Uma entidade levou R$ 90 milhões para promover jogos eletrônicos em escolas, e o custo do aluguel por 10 meses de seus laptops é de R$ 35 mil, quando a aquisição de um aparelho novo no mercado vale um sexto. Uma outra levou R$ 137 milhões para cursos de qualificação profissional de maquiadores, cabeleireiros e designers de sobrancelhas. Entre os contratados, há professores de boxe, jiu-jitsu e futebol. É uma esbórnia. Mas, claro!, Dino exigir que tais cabeças de porco digam onde gastam os bilhões dos contribuintes parece mesmo uma coisa acintosa. Cadê a indignação dos nossos jacobinos dos gastos, da evolução da dívida pública, do equilíbrio fiscal? Essa gente não é contra a lambança, mas contra o governo.
O regime que está em curso no Brasil não é presidencialista, não é parlamentaristas, não é semipresidencialista… Vivemos sob um regime “sequestrista”. O Congresso resolveu sequestrar o Orçamento e se comporta, diante do Executivo, como uma espécie de organização criminosa. Ou o presidente Lula dá um jeito de liberar ao menos R$ 8 bilhões em emendas, ou não tem pacote fiscal, como se o prejuízo de não se votarem as medidas fosse exclusivamente do governo.
Pior: uma tese conspiracionista se espalha — com auxílio de certa prática que lembra remotamente jornalismo, mas que é só um braço do banditismo —, segundo a qual Dino estaria operando em parceria com o governo federal, o que é escandalosamente falso. A ADPF do PSOL — que resultou na liminar que suspendeu as emendas, ora liberadas, mas com critérios — nunca teve vínculo com o Planalto. Ao contrário: houve até uma indiscreta insatisfação oriunda de certas áreas do governo porque, afinal, ele sabe muito bem com quem está lidando. A AGU, note-se, recorreu contra a decisão do ministro, mas teve rejeitado o seu pleito.
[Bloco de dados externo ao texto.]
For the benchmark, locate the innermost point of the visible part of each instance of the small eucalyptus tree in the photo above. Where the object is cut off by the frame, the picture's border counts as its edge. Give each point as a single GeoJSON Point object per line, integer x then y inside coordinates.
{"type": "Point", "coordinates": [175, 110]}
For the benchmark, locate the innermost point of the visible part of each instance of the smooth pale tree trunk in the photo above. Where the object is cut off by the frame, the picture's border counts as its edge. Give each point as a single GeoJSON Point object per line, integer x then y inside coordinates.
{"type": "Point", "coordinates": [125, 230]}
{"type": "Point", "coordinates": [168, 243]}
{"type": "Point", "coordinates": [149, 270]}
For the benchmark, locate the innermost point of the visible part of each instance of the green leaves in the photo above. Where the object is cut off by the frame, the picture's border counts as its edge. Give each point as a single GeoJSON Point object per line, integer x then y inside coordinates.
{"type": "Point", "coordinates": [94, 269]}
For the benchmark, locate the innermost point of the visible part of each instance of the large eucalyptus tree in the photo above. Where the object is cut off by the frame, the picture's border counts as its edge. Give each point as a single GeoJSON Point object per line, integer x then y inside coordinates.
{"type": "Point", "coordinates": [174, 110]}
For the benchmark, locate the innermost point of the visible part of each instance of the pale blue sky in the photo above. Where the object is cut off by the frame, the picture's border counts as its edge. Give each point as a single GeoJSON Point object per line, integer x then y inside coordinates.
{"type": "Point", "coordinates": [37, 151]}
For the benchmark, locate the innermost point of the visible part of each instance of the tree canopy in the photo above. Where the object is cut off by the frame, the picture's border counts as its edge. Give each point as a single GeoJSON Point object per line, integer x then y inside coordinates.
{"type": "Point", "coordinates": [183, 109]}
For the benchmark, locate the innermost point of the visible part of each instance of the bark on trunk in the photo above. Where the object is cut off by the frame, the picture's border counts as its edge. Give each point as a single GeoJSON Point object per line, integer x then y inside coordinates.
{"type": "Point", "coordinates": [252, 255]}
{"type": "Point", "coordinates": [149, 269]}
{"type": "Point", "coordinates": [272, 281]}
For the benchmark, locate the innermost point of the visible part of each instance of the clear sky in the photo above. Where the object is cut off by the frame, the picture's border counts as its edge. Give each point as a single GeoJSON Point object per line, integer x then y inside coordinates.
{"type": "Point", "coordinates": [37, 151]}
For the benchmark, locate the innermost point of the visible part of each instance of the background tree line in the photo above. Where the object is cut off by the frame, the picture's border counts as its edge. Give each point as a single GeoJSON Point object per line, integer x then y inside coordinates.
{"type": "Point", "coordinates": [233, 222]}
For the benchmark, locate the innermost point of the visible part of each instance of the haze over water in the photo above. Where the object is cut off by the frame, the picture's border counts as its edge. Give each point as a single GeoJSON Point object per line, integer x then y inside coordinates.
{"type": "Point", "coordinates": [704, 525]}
Atenção! A Consultoria do Senado elaborou uma nota técnica, cuja íntegra está aqui, deixando claro que o Projeto de Lei Complementar para conferir “transparência” às emendas não atendia às exigências feitas pelo STF e acordadas entre os Três Poderes. Lá se lê:
“O projeto não responde a praticamente nenhuma das exigências colocadas por essas duas fontes normativas: de 14 critérios e parâmetros identificados, apenas 3 deles são atendidos substancialmente pelos dispositivos do projeto, e, ainda assim, esses 2 quesitos já constam dos normativos vigentes”.
Mais ainda:
“Todos os demais requisitos não foram atendidos, quer por ausência completa de menção a eles no projeto, quer por dispositivos do projeto que, aparentando abordar o requisito, terminam por negar-lhe cumprimento.”.
O regime Sequestrista vigente no Brasil entende que os senhores parlamentares não estão sujeitos às exigências de transparência no gasto do dinheiro público, conforme exige a Constituição.